In case no one got the point, he followed that up with an unmistakable reference to Mr. Trump in the next sentence, saying, “The stakes are too high for a crowded field to hand the nomination to a candidate who earns just 35 per cent of the vote, and I will help ensure this does not happen.”

The next day, former governor Chris Christie of New Jersey, who once wanted to be Mr. Trump’s vice-president and then hoped to be his attorney-general, chimed in by describing the former president as “a lonely, self-consumed, self-serving mirror hog” who is “not a leader.”
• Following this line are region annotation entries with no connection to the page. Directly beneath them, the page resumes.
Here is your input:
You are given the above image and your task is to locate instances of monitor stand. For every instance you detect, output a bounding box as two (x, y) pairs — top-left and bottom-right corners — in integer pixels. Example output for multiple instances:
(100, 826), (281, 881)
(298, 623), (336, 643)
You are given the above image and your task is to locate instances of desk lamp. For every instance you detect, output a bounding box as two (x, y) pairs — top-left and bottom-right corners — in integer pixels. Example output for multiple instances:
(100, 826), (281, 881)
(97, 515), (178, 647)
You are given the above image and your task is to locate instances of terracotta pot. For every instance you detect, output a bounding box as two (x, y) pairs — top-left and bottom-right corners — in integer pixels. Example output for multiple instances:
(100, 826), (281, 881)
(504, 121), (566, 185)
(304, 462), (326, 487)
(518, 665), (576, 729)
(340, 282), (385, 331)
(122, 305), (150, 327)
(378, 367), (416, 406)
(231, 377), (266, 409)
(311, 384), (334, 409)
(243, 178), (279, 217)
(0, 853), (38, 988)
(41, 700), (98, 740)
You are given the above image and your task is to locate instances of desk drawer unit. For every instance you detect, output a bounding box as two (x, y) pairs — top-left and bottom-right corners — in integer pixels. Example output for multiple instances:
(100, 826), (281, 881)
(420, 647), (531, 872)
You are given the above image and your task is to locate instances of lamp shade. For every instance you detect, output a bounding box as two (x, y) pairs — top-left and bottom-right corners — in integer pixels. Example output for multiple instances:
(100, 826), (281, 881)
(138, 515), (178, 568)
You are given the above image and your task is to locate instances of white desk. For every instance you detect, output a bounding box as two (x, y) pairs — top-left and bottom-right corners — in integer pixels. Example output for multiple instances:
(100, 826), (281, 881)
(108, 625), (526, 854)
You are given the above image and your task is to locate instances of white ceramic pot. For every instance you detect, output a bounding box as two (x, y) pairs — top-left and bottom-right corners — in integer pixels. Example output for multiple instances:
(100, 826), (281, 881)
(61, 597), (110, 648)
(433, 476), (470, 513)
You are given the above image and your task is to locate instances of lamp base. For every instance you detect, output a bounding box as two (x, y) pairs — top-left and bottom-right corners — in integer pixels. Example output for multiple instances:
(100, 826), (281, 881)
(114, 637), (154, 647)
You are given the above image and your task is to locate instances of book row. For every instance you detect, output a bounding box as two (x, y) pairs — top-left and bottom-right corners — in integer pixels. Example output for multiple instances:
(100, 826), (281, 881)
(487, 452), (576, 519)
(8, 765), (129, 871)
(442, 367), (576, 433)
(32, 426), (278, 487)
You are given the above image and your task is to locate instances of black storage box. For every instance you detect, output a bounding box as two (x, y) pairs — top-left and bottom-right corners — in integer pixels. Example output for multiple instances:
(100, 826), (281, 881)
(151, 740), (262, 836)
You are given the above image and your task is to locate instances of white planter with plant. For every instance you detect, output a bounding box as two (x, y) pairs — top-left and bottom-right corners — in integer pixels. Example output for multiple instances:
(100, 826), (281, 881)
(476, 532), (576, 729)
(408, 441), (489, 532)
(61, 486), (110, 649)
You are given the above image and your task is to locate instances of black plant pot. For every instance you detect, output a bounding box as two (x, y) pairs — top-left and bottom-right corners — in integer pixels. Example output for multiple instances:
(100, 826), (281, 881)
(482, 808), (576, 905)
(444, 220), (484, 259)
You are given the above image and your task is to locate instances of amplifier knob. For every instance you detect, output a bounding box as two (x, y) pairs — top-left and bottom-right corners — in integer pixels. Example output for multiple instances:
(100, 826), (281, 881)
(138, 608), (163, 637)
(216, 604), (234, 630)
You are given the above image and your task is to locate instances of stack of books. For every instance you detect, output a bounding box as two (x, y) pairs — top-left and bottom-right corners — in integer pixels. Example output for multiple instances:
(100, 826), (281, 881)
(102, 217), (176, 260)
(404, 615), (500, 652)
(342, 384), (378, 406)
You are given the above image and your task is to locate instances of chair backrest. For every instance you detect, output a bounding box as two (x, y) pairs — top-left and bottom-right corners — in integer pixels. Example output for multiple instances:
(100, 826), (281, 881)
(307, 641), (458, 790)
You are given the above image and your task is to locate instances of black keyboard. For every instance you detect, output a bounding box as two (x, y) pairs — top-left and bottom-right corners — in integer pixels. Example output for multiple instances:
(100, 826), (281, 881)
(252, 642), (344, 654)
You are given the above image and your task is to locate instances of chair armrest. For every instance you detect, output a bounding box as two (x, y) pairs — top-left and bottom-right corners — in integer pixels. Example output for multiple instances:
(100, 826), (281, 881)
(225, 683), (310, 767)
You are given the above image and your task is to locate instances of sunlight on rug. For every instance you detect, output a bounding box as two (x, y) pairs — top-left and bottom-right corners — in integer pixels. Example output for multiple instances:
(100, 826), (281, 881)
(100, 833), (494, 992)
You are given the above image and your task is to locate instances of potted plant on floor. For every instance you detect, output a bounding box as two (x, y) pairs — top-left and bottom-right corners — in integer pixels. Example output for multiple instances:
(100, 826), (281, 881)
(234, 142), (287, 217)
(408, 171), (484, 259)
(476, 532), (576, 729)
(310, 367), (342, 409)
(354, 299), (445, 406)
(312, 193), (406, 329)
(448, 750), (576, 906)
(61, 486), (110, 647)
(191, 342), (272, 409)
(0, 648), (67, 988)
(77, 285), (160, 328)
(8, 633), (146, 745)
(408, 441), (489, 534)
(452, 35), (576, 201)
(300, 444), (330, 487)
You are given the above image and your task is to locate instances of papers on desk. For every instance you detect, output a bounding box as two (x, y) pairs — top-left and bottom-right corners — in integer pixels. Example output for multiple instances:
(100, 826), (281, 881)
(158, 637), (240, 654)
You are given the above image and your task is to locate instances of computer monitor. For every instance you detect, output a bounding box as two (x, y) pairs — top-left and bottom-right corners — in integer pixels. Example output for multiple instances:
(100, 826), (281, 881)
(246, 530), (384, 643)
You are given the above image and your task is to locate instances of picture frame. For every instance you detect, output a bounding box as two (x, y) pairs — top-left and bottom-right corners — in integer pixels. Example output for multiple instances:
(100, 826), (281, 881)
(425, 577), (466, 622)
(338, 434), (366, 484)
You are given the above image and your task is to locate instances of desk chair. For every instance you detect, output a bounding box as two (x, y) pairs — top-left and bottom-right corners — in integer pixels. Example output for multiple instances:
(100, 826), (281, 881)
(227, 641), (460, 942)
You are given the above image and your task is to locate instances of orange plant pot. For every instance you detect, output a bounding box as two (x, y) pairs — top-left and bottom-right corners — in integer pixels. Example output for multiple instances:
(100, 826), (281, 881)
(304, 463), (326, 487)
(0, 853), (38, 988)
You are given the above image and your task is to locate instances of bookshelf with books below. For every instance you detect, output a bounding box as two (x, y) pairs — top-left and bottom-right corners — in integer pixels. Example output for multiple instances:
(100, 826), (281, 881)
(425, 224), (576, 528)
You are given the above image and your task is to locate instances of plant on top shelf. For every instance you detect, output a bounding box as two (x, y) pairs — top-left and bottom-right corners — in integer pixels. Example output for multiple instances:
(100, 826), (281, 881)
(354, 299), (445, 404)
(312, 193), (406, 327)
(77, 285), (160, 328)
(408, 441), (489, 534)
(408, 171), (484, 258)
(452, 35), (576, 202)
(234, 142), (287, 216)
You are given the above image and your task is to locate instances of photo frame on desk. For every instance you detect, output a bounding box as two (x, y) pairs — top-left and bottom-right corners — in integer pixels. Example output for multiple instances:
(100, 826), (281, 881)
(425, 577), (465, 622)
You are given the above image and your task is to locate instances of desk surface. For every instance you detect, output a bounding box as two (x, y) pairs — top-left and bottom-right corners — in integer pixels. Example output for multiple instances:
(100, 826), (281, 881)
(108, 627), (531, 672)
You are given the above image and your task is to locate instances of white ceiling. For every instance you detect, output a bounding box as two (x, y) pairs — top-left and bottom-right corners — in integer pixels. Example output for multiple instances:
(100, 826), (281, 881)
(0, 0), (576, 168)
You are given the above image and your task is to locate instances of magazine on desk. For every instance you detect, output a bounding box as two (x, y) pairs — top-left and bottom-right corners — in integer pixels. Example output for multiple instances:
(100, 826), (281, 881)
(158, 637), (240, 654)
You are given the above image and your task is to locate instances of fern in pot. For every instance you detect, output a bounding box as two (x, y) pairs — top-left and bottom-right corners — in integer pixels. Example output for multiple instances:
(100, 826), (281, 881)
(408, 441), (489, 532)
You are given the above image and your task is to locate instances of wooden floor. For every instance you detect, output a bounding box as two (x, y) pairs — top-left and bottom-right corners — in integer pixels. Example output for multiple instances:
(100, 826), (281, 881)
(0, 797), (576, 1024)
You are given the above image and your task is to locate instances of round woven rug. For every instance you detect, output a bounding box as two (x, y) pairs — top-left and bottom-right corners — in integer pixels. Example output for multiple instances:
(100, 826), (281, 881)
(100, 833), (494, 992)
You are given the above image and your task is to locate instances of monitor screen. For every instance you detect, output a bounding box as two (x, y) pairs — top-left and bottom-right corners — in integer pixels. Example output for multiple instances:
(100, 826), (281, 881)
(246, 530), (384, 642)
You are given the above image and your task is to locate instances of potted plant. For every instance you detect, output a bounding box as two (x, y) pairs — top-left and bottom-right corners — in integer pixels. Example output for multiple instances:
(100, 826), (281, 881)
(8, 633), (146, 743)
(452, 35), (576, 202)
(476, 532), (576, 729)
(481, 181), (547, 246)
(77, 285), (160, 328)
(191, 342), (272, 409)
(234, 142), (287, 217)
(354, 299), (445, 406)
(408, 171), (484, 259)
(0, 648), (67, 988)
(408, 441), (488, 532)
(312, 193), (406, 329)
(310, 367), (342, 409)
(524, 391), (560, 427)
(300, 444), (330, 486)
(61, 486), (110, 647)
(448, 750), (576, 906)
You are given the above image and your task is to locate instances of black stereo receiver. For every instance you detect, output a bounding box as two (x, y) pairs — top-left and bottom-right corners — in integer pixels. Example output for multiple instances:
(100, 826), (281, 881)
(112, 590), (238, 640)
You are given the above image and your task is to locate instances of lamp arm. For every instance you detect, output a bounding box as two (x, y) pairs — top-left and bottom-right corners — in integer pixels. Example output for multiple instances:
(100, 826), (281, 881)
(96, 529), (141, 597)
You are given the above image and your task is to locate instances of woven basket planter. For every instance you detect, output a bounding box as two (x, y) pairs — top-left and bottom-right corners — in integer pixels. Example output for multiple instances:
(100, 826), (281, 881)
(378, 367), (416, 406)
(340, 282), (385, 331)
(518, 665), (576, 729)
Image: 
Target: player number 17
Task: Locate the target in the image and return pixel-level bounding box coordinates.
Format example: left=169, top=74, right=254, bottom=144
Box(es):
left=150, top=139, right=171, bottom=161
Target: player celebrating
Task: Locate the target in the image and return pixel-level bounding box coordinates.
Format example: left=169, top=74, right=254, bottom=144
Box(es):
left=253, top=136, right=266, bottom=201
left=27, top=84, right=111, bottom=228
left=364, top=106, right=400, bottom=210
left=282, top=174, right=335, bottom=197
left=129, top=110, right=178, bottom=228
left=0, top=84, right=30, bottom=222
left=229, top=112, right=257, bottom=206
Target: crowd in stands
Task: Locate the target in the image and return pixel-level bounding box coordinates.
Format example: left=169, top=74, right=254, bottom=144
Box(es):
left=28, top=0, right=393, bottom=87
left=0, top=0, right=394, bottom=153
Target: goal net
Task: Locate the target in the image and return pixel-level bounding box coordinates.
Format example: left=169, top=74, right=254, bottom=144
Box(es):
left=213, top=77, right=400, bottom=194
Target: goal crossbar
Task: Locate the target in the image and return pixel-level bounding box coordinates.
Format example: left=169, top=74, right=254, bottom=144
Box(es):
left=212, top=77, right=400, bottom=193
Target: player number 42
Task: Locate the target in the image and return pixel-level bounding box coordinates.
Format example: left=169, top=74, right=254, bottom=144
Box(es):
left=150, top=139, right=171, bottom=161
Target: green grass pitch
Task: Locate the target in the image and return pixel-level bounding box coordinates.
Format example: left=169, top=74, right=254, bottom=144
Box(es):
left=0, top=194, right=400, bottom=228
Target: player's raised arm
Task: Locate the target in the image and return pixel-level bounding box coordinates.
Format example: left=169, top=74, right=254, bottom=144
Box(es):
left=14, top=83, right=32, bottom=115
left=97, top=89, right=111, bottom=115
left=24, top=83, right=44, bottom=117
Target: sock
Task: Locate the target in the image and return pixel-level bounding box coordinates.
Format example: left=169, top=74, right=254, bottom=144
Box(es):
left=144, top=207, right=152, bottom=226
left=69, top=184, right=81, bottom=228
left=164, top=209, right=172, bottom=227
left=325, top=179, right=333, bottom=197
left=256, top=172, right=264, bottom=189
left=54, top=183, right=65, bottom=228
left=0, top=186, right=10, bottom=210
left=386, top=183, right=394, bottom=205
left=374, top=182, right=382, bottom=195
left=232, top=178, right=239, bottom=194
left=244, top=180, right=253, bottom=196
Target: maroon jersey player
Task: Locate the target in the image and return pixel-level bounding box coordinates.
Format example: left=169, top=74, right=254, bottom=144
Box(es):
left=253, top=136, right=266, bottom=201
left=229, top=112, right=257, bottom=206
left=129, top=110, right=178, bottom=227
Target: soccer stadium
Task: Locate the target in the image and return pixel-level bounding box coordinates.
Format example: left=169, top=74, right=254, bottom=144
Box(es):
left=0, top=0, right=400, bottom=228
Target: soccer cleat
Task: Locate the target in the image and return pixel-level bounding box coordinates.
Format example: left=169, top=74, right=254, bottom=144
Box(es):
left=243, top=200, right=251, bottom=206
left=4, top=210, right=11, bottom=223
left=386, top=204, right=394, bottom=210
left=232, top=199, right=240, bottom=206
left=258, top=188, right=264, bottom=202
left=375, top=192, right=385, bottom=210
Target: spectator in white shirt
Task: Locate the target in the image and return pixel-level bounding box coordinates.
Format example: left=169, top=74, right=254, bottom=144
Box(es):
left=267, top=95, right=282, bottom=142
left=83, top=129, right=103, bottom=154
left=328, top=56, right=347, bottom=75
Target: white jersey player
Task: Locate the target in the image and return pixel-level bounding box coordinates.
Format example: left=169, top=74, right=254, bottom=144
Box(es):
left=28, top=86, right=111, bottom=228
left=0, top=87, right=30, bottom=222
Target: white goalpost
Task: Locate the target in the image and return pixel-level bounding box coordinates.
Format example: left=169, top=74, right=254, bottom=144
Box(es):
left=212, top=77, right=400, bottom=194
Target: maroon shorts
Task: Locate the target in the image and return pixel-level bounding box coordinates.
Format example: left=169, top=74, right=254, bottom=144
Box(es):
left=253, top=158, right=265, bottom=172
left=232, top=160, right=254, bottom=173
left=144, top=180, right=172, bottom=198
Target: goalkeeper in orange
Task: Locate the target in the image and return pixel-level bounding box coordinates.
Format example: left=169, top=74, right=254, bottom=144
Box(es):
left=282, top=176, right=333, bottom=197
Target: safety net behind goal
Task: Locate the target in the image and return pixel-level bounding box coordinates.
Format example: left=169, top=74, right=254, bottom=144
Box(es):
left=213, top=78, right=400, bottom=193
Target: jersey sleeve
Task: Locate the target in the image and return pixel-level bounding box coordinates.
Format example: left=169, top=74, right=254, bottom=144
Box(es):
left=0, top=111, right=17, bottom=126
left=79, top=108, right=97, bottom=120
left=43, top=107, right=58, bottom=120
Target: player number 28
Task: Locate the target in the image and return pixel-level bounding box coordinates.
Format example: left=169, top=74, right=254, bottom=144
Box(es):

And on Wednesday, former vice-president Mike Pence, whose criticism of Mr. Trump has been muted heretofore – and has spoken with deliberate caution about Mr. Trump’s pressure on him to overturn the 2020 election – changed both tune and timbre, saying that Mr. Trump “demanded I choose between him and our Constitution. Now voters will be faced with the same choice.”

Mr. Pence said: “Anyone who puts themselves over the Constitution should never be president of the United States, and anyone who asks someone else to put them over the Constitution should never be president of the United States again.”

That is tough rhetoric about the man with the toughest rhetoric in presidential history.

Caveat: The combined support for Mr. Christie and Mr. Pence in Iowa, site of the first caucuses of the campaign, is 6 percentage points – far less than the 39 points registered by Mr. Trump in the National Research poll taken between Monday and Wednesday.

The model for Mr. Christie and Mr. Pence – as for the seven other prominent GOP candidates hoping to topple Mr. Trump – is to emerge as a strong challenger to him in Iowa or New Hampshire. Once wounded, Mr. Trump can be felled. But if he survives those two early tests and moves, after March 15, 2024, into a series of states with “winner-take-all” primary rules, he could coast to the nomination. The party’s divisions may persist, but so could Mr. Trump.